You are not alone. I feel as though I am fighting back tears all the time and waiting for the next round of bad news. I wish I knew how to get out of this funk.

Hopefully, something will snap us out of it... winning the lottery?!

jeanie said...

This isn't melodramatic; it's honest, real, and something most of us can relate to. There should be some kind of month and a half-long sedative administered to women dealing with IF starting mid-November. Unfortunately, everything just seems to be magnified by this "joyful" season that for many of us is utterly devoid of joy.

I have no real words of comfort. I can only say that there are external events that are making you feel / act this way. Change the events and I think you would find the old you still there. I know that's not possible right now and that hope can be a very dangerous thing... I've been unable to hope many times... just too painful. Please just do what you have to do, try to get through this, and know that there are many people out here who are still hoping for you.

CLHK said...

I feel the same and it is awful. Spent the better part of my Thanksgiving weekend bawling because yet another friend is pregnant after trying since September...are you f*ing kidding me!

Samantha said...

I'm sorry. I've been there with these feelings for the past few weeks. It's tough to acknowledge them, even tougher not to judge yourself for feeling. It's okay, sweetie, not that everything's great, but it's okay to be feeling bad.

The adoption seminar sounds like a really neat idea to get all of that information at once. I hope there will be some kernels of hope that can spring from it for you.

CAM said...

EXACTLY....WELL SAID!! It was as if you are reading my mind. The cynical outlook, the sensitivity, the bitterness. I am totally with you. This whole experience has changed my personality and it upsets me so much that I have become this bitter person, but I don't care. There are five new pg teachers at my school and I am not happy for them. Its horrible to say, but I haven't acknowledge them at all and I just don't care anymore. So terrible of me.
Hopefully we will both find a way out of this mood someday. Thanks for the honesty in your post.
:)

Frenchie said...

Hi-
I just tripped on to your blog--probably through a link on someone else's blog roll. I just wanted to say that I can completely relate to all the feelings you've described. I have been in that place many, many times. I know what it's like to have a constant stream of pregnancy announcements to deal with, believe me!

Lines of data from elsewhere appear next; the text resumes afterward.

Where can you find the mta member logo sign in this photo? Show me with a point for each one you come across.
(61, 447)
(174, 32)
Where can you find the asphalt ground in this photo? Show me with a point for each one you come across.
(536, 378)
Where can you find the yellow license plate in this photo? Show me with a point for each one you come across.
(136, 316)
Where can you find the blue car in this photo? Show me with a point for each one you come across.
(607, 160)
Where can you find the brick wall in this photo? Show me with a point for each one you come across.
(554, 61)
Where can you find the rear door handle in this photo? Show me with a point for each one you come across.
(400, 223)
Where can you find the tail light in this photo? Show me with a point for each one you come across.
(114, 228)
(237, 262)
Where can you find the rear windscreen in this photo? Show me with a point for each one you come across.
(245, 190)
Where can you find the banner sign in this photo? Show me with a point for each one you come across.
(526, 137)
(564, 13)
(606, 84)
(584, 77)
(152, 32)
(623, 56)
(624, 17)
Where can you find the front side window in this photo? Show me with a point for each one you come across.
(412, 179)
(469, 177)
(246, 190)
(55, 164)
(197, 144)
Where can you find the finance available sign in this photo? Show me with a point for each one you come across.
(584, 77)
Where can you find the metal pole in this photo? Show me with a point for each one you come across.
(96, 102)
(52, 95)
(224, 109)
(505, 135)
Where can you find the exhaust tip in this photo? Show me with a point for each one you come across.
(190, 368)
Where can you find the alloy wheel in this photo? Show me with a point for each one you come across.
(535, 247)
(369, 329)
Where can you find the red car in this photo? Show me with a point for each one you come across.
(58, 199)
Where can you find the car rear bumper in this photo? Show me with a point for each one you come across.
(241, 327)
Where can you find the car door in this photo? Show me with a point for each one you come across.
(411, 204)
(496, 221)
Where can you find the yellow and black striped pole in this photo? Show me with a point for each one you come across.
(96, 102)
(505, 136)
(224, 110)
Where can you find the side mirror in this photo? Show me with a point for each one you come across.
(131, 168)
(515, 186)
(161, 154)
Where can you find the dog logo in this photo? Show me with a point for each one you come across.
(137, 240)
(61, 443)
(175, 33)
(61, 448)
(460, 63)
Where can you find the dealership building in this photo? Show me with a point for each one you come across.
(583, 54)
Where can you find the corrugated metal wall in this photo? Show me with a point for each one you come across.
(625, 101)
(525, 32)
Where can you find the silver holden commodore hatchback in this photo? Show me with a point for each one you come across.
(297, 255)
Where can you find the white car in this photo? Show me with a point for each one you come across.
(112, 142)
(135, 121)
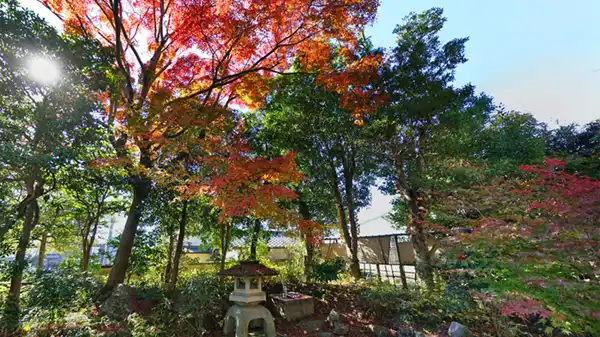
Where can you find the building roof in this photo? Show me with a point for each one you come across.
(276, 240)
(248, 268)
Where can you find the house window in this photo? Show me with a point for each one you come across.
(241, 284)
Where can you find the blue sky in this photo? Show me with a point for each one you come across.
(536, 56)
(542, 57)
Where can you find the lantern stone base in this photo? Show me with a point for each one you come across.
(238, 319)
(292, 308)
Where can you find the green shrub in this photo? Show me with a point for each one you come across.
(328, 270)
(201, 303)
(55, 293)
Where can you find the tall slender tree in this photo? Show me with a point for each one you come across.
(170, 53)
(44, 122)
(423, 112)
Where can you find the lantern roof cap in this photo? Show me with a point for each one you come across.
(248, 268)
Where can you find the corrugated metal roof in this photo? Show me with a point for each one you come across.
(248, 268)
(275, 241)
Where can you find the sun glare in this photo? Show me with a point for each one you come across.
(43, 70)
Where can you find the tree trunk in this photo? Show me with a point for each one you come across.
(141, 189)
(14, 294)
(254, 241)
(179, 247)
(90, 236)
(419, 239)
(348, 170)
(308, 259)
(339, 204)
(167, 276)
(42, 252)
(225, 244)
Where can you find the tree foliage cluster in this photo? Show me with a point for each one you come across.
(220, 120)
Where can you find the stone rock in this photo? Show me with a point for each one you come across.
(340, 329)
(409, 333)
(333, 317)
(380, 331)
(324, 334)
(118, 305)
(312, 325)
(458, 330)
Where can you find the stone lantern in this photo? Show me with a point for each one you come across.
(247, 296)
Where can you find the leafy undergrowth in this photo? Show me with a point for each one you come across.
(197, 308)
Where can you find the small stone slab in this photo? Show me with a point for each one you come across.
(312, 325)
(292, 308)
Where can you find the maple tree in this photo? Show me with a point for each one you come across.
(538, 249)
(44, 126)
(171, 53)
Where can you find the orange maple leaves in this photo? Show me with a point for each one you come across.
(182, 63)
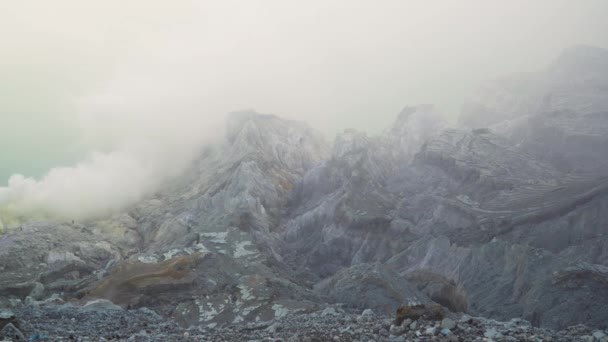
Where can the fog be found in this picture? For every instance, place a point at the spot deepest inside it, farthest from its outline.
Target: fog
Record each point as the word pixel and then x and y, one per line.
pixel 101 101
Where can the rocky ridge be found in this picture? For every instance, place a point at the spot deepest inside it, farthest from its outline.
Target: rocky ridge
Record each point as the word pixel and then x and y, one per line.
pixel 273 227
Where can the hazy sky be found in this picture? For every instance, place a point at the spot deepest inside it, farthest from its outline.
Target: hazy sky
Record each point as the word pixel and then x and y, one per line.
pixel 78 76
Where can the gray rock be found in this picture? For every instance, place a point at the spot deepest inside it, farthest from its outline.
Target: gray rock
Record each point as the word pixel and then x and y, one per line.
pixel 9 331
pixel 101 305
pixel 448 323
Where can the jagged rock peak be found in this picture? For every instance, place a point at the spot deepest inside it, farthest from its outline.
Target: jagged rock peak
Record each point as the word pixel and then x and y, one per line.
pixel 248 130
pixel 415 125
pixel 411 113
pixel 349 142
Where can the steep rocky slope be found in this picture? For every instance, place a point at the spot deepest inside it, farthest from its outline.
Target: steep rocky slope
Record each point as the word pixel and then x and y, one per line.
pixel 559 114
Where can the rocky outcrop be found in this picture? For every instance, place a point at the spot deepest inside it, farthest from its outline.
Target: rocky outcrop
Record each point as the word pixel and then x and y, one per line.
pixel 559 115
pixel 502 218
pixel 371 286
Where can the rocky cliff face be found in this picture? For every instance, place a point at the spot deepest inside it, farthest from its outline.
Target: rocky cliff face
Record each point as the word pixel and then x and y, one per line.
pixel 503 217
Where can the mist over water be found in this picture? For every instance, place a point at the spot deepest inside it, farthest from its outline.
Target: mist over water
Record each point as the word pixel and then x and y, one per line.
pixel 103 101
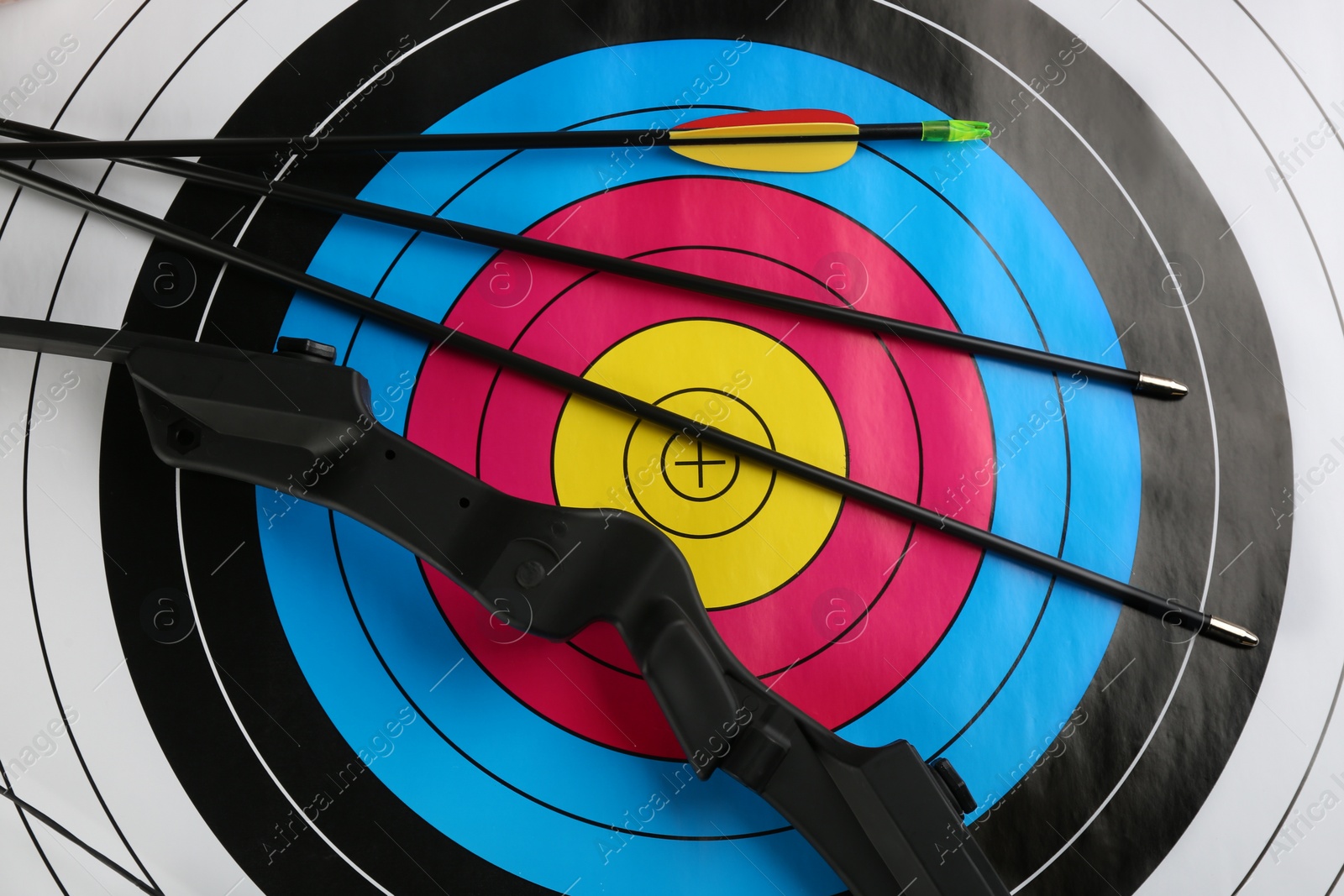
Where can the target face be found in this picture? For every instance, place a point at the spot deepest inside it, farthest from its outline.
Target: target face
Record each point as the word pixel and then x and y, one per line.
pixel 333 715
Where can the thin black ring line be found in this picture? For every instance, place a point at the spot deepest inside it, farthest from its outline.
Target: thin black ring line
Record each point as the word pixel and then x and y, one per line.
pixel 625 465
pixel 51 307
pixel 1203 372
pixel 33 836
pixel 4 224
pixel 488 673
pixel 46 658
pixel 37 614
pixel 1068 450
pixel 1050 589
pixel 324 123
pixel 461 752
pixel 1307 226
pixel 895 365
pixel 988 246
pixel 1299 792
pixel 69 253
pixel 1341 316
pixel 60 112
pixel 233 710
pixel 484 172
pixel 1296 74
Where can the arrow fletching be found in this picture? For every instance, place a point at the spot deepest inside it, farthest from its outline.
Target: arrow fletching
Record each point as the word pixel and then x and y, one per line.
pixel 757 152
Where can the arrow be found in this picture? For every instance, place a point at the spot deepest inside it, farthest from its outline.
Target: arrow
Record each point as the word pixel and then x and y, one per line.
pixel 795 140
pixel 1140 383
pixel 30 336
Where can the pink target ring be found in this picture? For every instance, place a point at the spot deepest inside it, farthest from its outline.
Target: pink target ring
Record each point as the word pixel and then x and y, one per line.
pixel 879 594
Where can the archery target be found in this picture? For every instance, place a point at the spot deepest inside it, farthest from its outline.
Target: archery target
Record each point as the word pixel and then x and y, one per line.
pixel 877 627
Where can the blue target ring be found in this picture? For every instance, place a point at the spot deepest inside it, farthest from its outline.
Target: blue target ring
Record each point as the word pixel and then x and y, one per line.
pixel 537 799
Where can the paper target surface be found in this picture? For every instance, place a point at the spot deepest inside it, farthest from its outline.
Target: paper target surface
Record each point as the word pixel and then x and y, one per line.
pixel 228 691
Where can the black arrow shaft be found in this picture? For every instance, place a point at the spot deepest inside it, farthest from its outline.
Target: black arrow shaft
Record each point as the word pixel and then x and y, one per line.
pixel 440 335
pixel 647 137
pixel 616 265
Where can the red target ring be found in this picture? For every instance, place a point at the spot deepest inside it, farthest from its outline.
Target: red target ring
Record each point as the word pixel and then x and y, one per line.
pixel 877 595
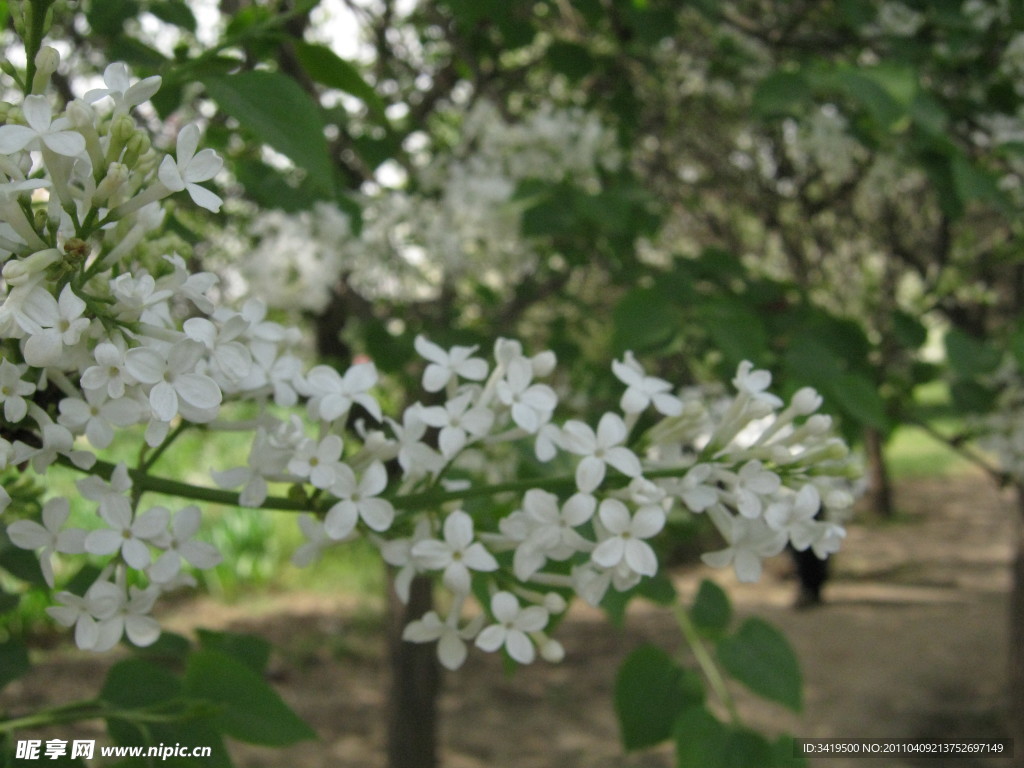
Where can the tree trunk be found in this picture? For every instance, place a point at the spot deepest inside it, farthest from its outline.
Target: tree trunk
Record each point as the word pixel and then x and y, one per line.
pixel 1016 677
pixel 880 491
pixel 412 717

On another topic, if you would like to talk to someone or ask questions about my experience with domestic adoption, I'm very happy share my adoption experience with you. (We adopted a baby who was born in March) :0)

email:
jurgens_french@yahoo.com

Take good care.

Ann said...

Yes, I know exactly how you feel. If I was a pessimist before, I am most certainly the queen of pessimists now. Hell, I wouldn't even be able to pretend I was happy for a friend who just got pregnant.

Jaded Girl said...

You have just read my mind and heart. I too feel the same way, I have become this sad person who
actually thinks about who will be present at any given function: Pregnant women? Little girls?
Babies? I lost a 22-week pregnancy of a baby girl earlier this year, and it changed me so much. I also learned that my hubby and I have a genetic redisposition for reoccurrence. Each future pregnancy carries a 25% recurrence rate. Each one of my loved future pregnancies will carry a very real risk of death. The world can be cruel and unfair.

My heart is still broken but I coming to grips with my reality. And we are going to keep on trying.
No matter what.

I wish you the same preserverence and strength in this b*tch of a roller coaster ride that I wish for myself and others.

No matter our reasons, or issues we all want our babies and I wish us all a very happy and complete ending.

Baby Blues said...

Oh K, I go through the same emotions. I hate that I'm weak. But it's how I feel. Just know that you're not alone.